I used SymPy for this task in Python. Is there an equivalent native library for Haskell?
Please check out the numbers package. If all you need is to store exact numbers like "1 + √3", you may want to use Data.Number.CReal instead of symbolic arithmetics. It stores the expressions and can be computed to arbitrary number of digits when needed.
Prelude Data.Number.CReal> let cx = 1 + sqrt (3 :: CReal)
Prelude Data.Number.CReal> showCReal 400 cx
"2.7320508075688772935274463415058723669428052538103806280558069794519330169088000370811461867572485756756261414154067030299699450949989524788116555120943736485280932319023055820679748201010846749232650153123432669033228866506722546689218379712270471316603678615880190499865373798593894676503475065760507566183481296061009476021871903250831458295239598329977898245082887144638329173472241639845878553977"

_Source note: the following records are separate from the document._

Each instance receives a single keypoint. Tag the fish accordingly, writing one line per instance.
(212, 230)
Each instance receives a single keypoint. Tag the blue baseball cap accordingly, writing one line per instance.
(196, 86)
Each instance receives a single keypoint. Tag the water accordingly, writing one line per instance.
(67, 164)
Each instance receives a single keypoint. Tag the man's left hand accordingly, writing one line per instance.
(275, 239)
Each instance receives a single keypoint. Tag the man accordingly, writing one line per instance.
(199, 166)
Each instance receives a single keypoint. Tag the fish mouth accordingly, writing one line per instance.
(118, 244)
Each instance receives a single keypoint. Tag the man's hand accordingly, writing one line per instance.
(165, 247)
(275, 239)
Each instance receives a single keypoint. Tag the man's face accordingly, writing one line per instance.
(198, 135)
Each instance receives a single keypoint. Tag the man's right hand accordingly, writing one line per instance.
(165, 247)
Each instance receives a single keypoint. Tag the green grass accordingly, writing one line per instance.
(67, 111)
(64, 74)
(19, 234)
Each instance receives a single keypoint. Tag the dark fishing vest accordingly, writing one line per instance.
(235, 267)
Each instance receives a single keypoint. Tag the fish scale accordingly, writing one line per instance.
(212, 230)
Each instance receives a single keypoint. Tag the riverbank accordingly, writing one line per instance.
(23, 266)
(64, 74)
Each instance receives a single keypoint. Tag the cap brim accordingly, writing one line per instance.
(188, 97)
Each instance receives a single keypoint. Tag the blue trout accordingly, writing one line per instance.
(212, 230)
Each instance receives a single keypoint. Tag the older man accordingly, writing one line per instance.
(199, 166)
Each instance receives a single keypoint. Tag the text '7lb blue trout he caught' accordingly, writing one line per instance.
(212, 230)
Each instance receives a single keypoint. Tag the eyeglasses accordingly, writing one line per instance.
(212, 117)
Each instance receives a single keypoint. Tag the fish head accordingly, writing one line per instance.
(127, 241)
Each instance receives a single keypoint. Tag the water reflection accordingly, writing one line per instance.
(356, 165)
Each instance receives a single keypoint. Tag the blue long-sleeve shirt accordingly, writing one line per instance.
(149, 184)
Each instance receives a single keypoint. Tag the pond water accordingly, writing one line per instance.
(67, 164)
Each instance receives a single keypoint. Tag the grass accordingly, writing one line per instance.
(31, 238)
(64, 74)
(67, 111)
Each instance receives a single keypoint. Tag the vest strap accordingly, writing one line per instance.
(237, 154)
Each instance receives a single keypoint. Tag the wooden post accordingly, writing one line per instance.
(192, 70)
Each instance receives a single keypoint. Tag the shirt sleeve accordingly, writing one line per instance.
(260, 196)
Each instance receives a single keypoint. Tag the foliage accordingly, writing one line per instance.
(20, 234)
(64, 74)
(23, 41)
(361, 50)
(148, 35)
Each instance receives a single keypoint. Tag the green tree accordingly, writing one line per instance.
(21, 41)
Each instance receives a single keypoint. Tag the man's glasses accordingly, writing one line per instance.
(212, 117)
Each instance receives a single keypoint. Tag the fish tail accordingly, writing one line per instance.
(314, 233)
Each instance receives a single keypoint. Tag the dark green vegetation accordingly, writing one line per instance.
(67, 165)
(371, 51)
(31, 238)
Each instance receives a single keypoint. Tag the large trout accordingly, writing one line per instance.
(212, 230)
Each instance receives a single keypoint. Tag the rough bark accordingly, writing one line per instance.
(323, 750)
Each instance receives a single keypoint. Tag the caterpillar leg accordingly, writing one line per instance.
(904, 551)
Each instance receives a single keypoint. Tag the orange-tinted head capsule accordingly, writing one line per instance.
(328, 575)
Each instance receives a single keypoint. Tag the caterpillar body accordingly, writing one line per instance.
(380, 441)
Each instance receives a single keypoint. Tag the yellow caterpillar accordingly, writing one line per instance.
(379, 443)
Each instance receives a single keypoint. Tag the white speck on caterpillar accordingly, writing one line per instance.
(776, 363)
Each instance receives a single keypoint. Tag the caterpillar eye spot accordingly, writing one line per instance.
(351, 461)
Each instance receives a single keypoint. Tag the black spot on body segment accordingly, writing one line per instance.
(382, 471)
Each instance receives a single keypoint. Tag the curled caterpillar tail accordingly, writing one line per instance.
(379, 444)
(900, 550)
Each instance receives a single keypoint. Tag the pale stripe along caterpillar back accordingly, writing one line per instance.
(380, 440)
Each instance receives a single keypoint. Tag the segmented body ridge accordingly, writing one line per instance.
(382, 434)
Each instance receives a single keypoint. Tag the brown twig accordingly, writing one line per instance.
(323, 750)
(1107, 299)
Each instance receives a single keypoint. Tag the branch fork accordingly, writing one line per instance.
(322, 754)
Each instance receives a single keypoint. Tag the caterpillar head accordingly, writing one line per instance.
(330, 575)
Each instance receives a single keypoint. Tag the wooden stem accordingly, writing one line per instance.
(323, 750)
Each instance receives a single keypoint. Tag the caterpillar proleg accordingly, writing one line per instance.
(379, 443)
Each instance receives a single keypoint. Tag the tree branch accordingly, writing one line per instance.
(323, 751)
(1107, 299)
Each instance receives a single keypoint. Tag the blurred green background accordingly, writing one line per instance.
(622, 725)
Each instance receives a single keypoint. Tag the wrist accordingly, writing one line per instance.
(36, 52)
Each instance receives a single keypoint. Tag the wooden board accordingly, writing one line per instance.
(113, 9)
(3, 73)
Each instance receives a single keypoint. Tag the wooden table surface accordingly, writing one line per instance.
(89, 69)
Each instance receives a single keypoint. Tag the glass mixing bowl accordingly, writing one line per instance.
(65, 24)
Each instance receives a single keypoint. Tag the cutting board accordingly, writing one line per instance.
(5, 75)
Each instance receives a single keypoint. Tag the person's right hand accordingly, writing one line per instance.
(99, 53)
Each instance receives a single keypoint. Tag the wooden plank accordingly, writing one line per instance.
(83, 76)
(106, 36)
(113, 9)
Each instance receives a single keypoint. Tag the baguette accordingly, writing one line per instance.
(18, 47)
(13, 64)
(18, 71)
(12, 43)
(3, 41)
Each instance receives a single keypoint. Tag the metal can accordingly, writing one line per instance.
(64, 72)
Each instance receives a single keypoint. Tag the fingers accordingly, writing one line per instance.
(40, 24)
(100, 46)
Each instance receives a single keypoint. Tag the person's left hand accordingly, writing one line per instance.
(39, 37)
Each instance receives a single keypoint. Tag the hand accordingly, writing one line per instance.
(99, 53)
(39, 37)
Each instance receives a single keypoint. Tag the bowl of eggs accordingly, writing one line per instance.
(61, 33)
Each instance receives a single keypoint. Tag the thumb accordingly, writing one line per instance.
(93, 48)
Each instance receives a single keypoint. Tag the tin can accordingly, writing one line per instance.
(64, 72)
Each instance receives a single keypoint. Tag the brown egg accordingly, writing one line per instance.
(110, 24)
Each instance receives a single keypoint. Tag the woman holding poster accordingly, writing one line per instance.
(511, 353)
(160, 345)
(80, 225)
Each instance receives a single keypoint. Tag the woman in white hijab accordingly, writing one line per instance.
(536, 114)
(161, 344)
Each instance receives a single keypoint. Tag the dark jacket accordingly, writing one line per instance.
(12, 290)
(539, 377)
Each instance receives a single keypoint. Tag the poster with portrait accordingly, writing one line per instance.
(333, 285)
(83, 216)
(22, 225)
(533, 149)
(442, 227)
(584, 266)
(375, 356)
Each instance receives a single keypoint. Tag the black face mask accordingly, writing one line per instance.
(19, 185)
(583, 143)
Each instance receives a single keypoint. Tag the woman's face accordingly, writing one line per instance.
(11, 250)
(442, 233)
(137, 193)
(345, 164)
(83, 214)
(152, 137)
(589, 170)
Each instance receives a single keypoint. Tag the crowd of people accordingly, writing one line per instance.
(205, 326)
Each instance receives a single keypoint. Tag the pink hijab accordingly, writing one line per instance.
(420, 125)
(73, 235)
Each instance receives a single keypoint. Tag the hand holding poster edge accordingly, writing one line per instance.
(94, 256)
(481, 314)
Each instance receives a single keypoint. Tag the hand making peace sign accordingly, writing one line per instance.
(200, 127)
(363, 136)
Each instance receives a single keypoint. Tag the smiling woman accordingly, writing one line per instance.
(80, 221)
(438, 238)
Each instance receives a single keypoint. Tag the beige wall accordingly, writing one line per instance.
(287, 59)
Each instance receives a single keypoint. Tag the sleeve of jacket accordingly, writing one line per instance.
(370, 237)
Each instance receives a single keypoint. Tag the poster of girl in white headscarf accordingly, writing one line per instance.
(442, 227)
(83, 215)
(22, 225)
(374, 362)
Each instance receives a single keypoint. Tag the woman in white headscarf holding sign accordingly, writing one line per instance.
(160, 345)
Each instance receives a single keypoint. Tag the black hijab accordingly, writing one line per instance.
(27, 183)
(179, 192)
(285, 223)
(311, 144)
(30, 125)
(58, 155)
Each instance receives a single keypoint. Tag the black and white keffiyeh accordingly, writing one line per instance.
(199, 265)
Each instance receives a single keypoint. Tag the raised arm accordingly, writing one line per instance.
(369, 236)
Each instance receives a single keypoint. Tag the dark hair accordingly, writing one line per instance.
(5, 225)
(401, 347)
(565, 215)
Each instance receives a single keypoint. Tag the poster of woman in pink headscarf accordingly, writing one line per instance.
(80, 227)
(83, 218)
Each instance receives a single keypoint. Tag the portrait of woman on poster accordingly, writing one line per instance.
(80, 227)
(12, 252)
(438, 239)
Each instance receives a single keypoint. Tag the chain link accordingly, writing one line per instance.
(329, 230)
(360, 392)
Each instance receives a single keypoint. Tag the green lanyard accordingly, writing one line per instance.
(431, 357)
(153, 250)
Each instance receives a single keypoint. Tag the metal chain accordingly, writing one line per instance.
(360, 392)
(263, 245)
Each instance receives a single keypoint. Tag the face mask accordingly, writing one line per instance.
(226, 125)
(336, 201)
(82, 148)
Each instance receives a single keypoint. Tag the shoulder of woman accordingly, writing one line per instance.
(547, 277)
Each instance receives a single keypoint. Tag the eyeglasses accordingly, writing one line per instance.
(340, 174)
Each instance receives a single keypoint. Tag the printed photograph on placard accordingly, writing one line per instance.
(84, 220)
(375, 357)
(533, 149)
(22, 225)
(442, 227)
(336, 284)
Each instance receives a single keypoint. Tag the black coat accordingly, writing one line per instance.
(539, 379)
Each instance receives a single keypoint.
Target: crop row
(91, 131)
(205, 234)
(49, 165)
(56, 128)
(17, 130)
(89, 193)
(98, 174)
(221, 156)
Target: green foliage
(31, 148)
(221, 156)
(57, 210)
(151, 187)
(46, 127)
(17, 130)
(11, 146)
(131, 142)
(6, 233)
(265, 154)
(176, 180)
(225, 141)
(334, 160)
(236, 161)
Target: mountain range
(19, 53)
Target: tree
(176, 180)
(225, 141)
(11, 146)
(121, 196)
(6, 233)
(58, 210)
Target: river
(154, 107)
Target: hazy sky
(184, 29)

There is also a Data.Number.Symbolic module in the package but the description says "It's mainly useful for debugging".
It seems you are looking for Computer Algebra System (CAS) in Haskell. Inspite of so many references to algebraic objects in the names of Haskell packages/modules, I've never heard of a general purpose and well-maintained CA system in Haskell (like SymPy or Sage in Python).
However in the list of Computer Algebra Systems on Wikipedia I've found a reference to
DoCon. The Algebraic Domain Constructor
It uses a non-standard license, but I dare say it is still Open Source (though with rename and attribution requirements). As of July 2010 docon-2.11 still builds with GHC 6.12.1 and runs demos/tests (I only had to insert a LANGUAGE FlexibleContexts pragma in one file of the demo).
DoCon is well documented (362 pages of the Manual). Its Manual is packed inside of the zip with sources, so I put it online separately for convenience:
DoCon 2.11 Manual.ps
Please look through to check if it suits your needs.
Check out the cyclotomic package, which implements exact arithmetic on the cyclotomic numbers. These include all algebraic numbers (hence in particular 1+sqrt(3)) and the key operations (like equality) are decidable.
They do not provide an Ord instance (for the same reason the complex numbers do not), but one can implement a non-semantic instance if all one needs is to use them as keys in a lookup table. You may want to contact the author about how to do this correctly, as there may be some invariants that are not obvious (e.g. one may need to be careful about zeros in the coeffs map).